Epilepsy Behav. 2023 Oct;147:109393. doi: 10.1016/j.yebeh.2023.109393. Epub 2023 Aug 22.
A family-tailored education and problem-solving intervention, Supporting Treatment Adherence Regimens (STAR), was developed to address the adherence challenges common in youth with epilepsy and their families. Randomized clinical trial (RCT) results indicated a 21% adherence improvement in the STAR group compared with an education-only (EO) group 12-months post-intervention. The current study examined group differences (STAR vs. EO) in epilepsy-specific knowledge, barriers to medication adherence, problem-solving skills, caregiver emotional distress, and family functioning over time and whether these factors mediated group differences in adherence at 12-months post-intervention.
Two-hundred children (ages 2-12) with epilepsy and their caregivers were included as RCT participants. Children with new-onset epilepsy and adherence <95% were randomized to receive either the STAR (n = 27) or EO (n = 29) intervention. Caregivers completed questionnaires assessing outcomes of interest at baseline, midpoint of the intervention, post-intervention, and 3-, 6-, and 12-month follow-ups. Regression-based analyses of covariance and longitudinal mixed effect linear models were conducted.
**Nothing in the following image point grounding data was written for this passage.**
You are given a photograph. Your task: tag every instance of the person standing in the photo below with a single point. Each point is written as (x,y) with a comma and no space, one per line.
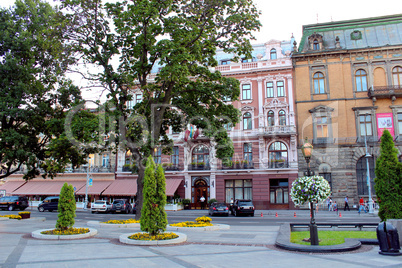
(202,200)
(346,204)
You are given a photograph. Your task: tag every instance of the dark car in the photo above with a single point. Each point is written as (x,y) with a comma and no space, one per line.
(13,202)
(219,209)
(49,203)
(243,207)
(121,205)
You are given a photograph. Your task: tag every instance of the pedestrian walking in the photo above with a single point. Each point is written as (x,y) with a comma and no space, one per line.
(346,204)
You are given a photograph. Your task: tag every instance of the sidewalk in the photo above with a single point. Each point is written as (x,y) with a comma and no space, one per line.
(241,246)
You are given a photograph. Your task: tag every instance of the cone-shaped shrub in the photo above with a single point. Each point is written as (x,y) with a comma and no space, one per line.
(388,180)
(66,208)
(153,216)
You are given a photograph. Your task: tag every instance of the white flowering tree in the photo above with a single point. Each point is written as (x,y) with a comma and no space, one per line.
(310,189)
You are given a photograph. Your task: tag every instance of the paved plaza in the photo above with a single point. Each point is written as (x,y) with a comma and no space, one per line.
(241,246)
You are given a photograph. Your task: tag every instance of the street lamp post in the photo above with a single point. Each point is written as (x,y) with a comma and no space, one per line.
(368,176)
(307,150)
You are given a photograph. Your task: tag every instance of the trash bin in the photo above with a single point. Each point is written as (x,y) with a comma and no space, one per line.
(388,239)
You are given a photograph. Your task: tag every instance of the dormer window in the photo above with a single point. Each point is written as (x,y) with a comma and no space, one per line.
(273,54)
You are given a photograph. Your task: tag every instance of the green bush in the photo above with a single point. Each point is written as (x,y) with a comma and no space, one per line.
(388,180)
(66,208)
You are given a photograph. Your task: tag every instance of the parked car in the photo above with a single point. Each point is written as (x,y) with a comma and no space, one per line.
(50,203)
(101,206)
(121,205)
(13,202)
(218,209)
(243,207)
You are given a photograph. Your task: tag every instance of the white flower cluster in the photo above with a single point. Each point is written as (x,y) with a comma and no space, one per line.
(309,189)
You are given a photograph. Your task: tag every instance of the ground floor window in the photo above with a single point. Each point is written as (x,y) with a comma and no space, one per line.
(238,189)
(279,191)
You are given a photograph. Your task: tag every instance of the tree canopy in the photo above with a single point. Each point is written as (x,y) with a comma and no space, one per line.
(165,50)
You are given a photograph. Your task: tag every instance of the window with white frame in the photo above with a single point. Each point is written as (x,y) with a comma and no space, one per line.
(270,89)
(246,92)
(247,121)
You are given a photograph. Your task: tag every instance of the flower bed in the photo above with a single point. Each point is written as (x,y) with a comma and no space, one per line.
(69,231)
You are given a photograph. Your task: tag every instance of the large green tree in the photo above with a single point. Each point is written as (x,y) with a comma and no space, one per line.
(34,92)
(153,216)
(166,50)
(388,181)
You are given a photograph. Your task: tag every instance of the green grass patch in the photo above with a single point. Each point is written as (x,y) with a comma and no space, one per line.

Results generally revealed no significant group differences across outcomes of interest at post-intervention or over time. However, one significant model did emerge for social problem-solving skills (b = -1.74, p = 0.04), such that these scores were initially higher in the STAR group compared to the EO group, then decreased slightly in the STAR group over time while remaining stable in the EO group. None of these factors mediated group differences in adherence at 12-months post-intervention.
Future research should examine other potential mechanisms of treatment change after adherence interventions, such as STAR. Nonsignificant findings can inform the development of future study designs and intervention efforts.
为解决青少年癫痫患者及其家庭普遍存在的服药依从性问题,开发了一种针对家庭的教育和问题解决干预措施,即支持治疗依从性方案(STAR)。随机临床试验(RCT)结果表明,与仅接受教育(EO)的对照组相比,STAR 组在干预后 12 个月时的服药依从性提高了 21%。本研究旨在考察 STAR 组与 EO 组在癫痫相关知识、药物依从性障碍、解决问题的能力、照顾者情绪困扰和家庭功能方面的差异,并探讨这些因素是否在干预后 12 个月时对依从性的组间差异有中介作用。
200 名患有癫痫的儿童及其照顾者作为 RCT 参与者被纳入研究。患有新发癫痫且依从性<95%的儿童被随机分为接受 STAR(n=27)或 EO(n=29)干预的两组。照顾者在基线、干预中点、干预后以及 3、6 和 12 个月随访时完成评估感兴趣结局的问卷。采用协方差分析和纵向混合效应线性模型进行回归分析。
结果普遍表明,干预后和随访期间,两组在感兴趣的结局上没有显著差异。然而,有一个模型对于社会问题解决能力(b=-1.74,p=0.04)出现了显著差异,即 STAR 组的这些评分最初高于 EO 组,随后 STAR 组的评分略有下降,而 EO 组的评分则保持稳定。这些因素均未在干预后 12 个月时对依从性的组间差异产生中介作用。
未来的研究应进一步探究其他潜在的治疗改变机制,如 STAR。无显著发现可以为未来的研究设计和干预努力提供信息。